Murphy says state residents are focused on economic issues

Sen. Chris Murphy, D-Conn., stands during a media availability on Capitol Hill, Monday, June 20, 2016 in Washington. A divided Senate blocked rival election-year plans to curb guns on Monday, eight days after the horror of Orlando's mass shooting intensified pressure on lawmakers to act but knotted them in gridlock anyway ó even over restricting firearms for terrorists. (AP Photo/Alex Brandon)
Sen. Chris Murphy, D-Conn., stands during a media availability on Capitol Hill, Monday, June 20, 2016 in Washington. A divided Senate blocked rival election-year plans to curb guns on Monday, eight days after the horror of Orlando's mass shooting intensified pressure on lawmakers to act but knotted them in gridlock anyway ó even over restricting firearms for terrorists. (AP Photo/Alex Brandon)

Norwich — U.S. Sen. Chris Murphy, D-Conn., whose campaign ads show him hoofing it across the state, says the people he meets want to talk about economic issues.

“Not the Russia investigation, not impeachment,” Murphy told business leaders Monday during a breakfast meeting of the Chamber of Commerce of Eastern Connecticut at the Holiday Inn. “It’s the evergreen issues: the quality of schools, (the lack of) raises, the cost of health care …”

Acknowledging that he was “speaking to the choir,” Murphy said Connecticut has a lot going for it.

“We all need to spend more time cheerleading for the state,” he said. “We have stuff in Connecticut that nobody else has … I worry sometimes in this state that we focus only on the challenges. … We still lead all states in income and quality of schools. Our economy has grown in the last 12 months faster than that of any other New England state.”

The challenge for him, he said, is to push aside distractions and stay focused on the federal government’s investment in Connecticut, an area in which he had some success last year as a member of the Senate Appropriations Committee, helping secure funding for the state’s defense contractors.

Murphy said only 4 percent of the federal budget is dedicated to the kind of investment Connecticut desperately needs, including infrastructure improvements, education, research and science. And, he said, that 4 percent is going to shrink because of the tax cuts passed last year by a Republican-controlled Congress.

“It’s a disaster,” he said of the cuts. “It’s all borrowed (money). Next year, America’s debt as a percentage of GDP (gross domestic product) will be the largest since World War II.”

He made no mention of his opponent in the upcoming election, Republican Matthew Corey.

Regarding what’s ahead for Connecticut’s next governor, Murphy said Bob Stefanowski, the Republican candidate, should be pressed on his plan to eliminate the state income tax.

“Cuts like that mean closing schools on Fridays … doubling property taxes …,” Murphy said.

He suggested inefficiency in the delivery of services in Connecticut's 169 cities and towns and the lack of regional planning should be addressed.

“If I was the next governor, I’d start talking about how to consolidate services to save money,” he said. “Life has changed. The dream of suburban living in Connecticut has changed. People don’t want to move away from hubs.”

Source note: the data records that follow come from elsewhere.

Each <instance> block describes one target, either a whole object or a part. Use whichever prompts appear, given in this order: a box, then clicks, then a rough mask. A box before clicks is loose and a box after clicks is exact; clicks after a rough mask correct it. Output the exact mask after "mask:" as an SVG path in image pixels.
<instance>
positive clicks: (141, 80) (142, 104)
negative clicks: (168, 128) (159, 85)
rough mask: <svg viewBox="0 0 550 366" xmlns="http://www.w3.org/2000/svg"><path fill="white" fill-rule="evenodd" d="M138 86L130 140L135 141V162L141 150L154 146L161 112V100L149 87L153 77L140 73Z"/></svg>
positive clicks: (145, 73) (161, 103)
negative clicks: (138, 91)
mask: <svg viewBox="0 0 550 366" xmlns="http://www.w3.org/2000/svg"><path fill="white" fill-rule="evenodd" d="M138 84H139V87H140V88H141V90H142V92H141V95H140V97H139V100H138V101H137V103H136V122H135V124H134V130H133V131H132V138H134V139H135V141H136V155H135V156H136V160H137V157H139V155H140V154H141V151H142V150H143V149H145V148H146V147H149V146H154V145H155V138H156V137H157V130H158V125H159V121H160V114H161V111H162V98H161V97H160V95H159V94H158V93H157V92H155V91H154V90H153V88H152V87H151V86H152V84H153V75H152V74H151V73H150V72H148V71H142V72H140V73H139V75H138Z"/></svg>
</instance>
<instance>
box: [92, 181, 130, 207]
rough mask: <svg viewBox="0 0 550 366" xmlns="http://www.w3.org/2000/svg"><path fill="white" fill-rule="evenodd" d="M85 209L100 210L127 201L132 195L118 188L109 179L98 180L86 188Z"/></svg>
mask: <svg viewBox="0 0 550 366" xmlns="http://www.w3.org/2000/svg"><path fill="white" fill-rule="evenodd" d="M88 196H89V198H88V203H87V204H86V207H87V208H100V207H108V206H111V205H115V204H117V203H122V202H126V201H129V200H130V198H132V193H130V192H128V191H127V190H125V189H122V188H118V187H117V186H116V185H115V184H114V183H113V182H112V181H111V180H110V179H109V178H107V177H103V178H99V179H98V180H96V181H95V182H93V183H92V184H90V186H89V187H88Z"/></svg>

Murphy said the state needs to invest in its small “livable” cities like Norwich, New London and Willimantic.

“Then young people will want to stay in Connecticut,” he said.

The senator offered little or no hope that the federal government will provide school districts with more funding to cover special education costs, an issue raised by state Sen. Cathy Osten, D-Sprague, who was in the audience.

“In our schools, special education costs are starting to overtake regular education costs,” Osten said.